While creating a weekly meal plan may sound overwhelming to parents, it is extremely essential when it comes to ensuring your child gets the right amount of nutrients, developing healthy eating habits, and making meal time a little more fun.
Read below this guide to learn how you can create a weekly meal plan for your child in three simple steps.
The Need for Meal Plans for Kids
There’s no secret that a balanced diet plays a significant role in a child’s growth and well-being. According to the CDC, nearly 93% of children aged 2–19 fail to meet recommended daily intakes for fruits and vegetables. And, too many kids consume more sugar and fat than they need. In such cases, a meal plan helps balance these nutrients by ensuring nutritious meals and snacks the entire week.

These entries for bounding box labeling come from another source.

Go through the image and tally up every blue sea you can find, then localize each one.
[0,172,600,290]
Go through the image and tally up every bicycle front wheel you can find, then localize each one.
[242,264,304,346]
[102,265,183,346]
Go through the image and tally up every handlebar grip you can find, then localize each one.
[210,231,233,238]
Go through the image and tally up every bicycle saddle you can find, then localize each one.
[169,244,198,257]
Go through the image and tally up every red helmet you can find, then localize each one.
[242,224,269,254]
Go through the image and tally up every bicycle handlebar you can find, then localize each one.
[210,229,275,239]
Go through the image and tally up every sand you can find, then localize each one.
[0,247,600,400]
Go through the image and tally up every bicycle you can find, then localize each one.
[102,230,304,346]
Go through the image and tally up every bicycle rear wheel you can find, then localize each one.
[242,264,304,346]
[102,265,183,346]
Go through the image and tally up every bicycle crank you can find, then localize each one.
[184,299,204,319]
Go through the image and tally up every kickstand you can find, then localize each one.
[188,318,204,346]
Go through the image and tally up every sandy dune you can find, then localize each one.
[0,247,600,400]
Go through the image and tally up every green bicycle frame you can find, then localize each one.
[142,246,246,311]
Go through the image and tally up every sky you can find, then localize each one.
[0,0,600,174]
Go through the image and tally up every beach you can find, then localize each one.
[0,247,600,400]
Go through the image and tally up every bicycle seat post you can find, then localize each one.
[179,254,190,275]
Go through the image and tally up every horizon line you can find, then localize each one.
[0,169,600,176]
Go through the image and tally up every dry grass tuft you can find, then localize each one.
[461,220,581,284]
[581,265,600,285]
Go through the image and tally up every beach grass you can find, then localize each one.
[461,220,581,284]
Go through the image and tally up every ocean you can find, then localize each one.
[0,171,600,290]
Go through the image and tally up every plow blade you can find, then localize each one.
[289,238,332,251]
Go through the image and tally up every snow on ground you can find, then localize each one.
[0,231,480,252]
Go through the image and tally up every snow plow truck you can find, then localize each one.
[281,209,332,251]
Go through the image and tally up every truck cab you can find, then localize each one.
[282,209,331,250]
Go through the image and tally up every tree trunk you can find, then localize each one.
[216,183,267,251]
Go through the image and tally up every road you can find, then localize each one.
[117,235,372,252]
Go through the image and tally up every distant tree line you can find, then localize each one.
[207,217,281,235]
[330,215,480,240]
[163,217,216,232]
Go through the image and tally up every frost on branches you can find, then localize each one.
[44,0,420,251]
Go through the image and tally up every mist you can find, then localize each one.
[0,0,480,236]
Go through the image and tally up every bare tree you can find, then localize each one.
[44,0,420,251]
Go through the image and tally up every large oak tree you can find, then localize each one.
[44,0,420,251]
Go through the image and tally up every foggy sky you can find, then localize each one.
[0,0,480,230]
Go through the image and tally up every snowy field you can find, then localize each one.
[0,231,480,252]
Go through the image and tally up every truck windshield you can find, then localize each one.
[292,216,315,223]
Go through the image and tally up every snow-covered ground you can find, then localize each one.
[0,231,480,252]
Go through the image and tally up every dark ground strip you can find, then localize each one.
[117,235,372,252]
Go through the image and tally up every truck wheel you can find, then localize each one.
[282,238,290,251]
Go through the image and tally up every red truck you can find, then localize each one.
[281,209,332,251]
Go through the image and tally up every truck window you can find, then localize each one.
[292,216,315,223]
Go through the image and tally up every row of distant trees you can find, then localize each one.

Moreover, pre-planning meals also effectively helps cut down on grocery costs, reduces mealtime stress, and ensures a range of healthy foods.
Steps to create a balanced weekly meal plan for your child.
Follow the steps given below to create a balanced weekly meal plan for your child.
Step 1: The Basics Of A Balanced Diet
It is important to understand the concept of a balanced diet and what it actually comprises. Experts encourage filling half the plate with fruits and vegetables, a quarter with whole grains, and the last quarter with proteins. And adding a side of dairy or a dairy substitute can round out the meal. Find out a quick nutrient checklist below.
- Protein: essential for muscle and brain development. (lean meats, eggs, beans, and nuts).
- Calcium: Supports bone health; kids ages 4-8 need 1,000 mg daily. (milk)
- Iron: vital for energy and focus. (liver, red meat, nuts)
- Fiber: Supports digestion; look for fruits, vegetables, and whole grains.
- Healthy Fats: These are necessary for brain health.(avocados, nuts, and olive oil)
Step 2: Plan the Meals for a Week
A simple meal template can solve half of your concerns. A theme-based approach will not just keep things fun but save your time. Here’s an example of a weekly meal template you can adopt.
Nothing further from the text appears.